To establish liability for negligence, “[t]here must be some evidence . . . to support the conclusion that the condition had existed long enough for the proprietor, in the exercise of reasonable care, to have discovered and remedied it.” (Girvetz v. Boys’ Market (1949) 91 Cal.App.2d 827, 829; Ortega, supra, 26 Cal.4th at p. 1206 [the owner must have had actual or constructive knowledge of the dangerous condition or have had the ability, through the exercise of ordinary care, to discover it, and sufficient time to correct it].)

Defendant argues it had no duty to warn Plaintiff of the shopping cart because it was open and obvious and it had no duty to remedy the condition. “Generally, if a danger is so obvious that a person could reasonably be expected to see it, the condition itself serves as a warning, and the landowner is under no further duty to remedy or warn of the condition.” (Krongos v.

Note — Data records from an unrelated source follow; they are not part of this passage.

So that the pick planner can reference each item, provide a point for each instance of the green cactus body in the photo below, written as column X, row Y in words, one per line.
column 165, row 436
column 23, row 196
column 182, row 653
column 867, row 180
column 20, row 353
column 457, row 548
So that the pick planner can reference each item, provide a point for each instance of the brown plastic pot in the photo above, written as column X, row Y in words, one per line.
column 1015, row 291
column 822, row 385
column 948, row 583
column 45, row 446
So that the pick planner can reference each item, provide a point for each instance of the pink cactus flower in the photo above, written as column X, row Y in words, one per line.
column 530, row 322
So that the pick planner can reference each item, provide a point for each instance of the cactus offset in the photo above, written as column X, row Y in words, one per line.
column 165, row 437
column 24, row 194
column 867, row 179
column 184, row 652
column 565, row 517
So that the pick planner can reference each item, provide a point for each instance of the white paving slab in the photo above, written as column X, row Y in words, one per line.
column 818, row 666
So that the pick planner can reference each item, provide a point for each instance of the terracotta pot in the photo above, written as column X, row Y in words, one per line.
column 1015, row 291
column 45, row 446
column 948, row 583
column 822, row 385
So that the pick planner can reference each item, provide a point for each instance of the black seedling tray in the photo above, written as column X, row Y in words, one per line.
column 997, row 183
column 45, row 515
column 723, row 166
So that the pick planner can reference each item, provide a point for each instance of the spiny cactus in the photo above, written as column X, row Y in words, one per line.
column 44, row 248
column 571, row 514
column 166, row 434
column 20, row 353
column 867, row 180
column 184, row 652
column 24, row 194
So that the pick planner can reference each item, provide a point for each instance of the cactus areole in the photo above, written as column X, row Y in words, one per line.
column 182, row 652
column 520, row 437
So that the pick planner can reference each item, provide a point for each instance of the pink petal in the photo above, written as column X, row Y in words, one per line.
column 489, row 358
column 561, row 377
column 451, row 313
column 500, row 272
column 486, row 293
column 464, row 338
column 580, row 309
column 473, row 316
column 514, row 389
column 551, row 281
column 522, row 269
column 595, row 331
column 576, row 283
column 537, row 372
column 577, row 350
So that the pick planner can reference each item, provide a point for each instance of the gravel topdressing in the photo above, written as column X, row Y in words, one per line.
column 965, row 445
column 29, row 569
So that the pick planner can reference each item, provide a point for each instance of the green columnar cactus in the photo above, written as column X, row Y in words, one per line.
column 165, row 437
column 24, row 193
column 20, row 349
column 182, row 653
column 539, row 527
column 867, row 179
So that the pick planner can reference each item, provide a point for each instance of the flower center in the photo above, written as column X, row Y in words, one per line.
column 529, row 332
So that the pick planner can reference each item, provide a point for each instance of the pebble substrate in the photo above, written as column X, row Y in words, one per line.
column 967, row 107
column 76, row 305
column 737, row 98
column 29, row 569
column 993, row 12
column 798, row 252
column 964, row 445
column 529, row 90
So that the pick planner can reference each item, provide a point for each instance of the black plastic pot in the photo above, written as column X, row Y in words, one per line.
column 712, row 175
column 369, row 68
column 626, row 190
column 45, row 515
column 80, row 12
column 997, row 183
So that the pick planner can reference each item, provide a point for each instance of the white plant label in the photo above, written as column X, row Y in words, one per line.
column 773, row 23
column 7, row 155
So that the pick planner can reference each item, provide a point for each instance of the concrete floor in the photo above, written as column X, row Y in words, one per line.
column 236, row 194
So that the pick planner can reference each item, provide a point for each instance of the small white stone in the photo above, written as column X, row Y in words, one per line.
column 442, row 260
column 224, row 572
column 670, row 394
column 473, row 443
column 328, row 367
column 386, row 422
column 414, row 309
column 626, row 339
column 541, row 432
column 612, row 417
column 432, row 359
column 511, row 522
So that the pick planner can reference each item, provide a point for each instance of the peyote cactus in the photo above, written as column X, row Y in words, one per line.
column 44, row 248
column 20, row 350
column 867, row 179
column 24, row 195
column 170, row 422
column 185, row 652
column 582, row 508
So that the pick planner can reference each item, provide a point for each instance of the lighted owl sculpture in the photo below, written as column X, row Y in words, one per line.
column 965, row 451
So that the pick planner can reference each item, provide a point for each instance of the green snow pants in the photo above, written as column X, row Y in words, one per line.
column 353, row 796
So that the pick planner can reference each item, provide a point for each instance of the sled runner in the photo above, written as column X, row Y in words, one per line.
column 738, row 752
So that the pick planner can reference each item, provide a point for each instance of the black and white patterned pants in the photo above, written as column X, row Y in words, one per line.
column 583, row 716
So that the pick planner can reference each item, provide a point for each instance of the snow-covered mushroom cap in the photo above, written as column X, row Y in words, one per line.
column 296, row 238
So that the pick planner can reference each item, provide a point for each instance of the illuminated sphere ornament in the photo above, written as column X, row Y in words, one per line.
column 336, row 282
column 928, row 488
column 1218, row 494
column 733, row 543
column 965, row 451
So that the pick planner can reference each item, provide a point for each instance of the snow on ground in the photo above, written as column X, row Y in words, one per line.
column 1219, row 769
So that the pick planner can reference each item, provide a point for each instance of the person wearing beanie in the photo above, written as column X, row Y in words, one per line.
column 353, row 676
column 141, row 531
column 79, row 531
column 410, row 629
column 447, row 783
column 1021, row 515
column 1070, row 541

Pacific Gas & Electric Co. (1992) 7 Cal.App.4th 387, 393.) However, this is not always the case. (Ibid.)

Relying on surveillance footage from the Store, Defendant argues the shopping cart is open and obvious. Defendant cites to cases regarding the obviousness of dangers. (See e.g., Christoff v. Union Pacific Railroad Co. (2005) 134 Cal.App.4th 118, 126; Danieley v. Goldmine Ski Associates (1990) 218 Cal.App.4d 111, 121.) However, it is clear that “the obviousness of a condition does not necessarily excuse the potential duty of a landowner, not simply to warn of the condition but to rectify it.” (Martinez v. Chippewa Enterprises, Inc. (2004) 121 Cal.App.4th 1179, 1184.) The obviousness of a danger “may obviate the duty to warn of its existence,” but if “if it is foreseeable that the danger may cause injury despite the fact that it is obvious (e.g, when necessity requires persons to encounter it), there may be a duty to remedy the danger, and the breach of that duty may in turn form the basis for liability . . .” (Osborn v. Mission Ready Mix (1990) 224 Cal.App.3d 104, 122 (reversing defense verdict where modified jury
instruction, found to be prejudicial, stated categorically that a property owner
cannot be held liable for injury caused from an obvious danger).)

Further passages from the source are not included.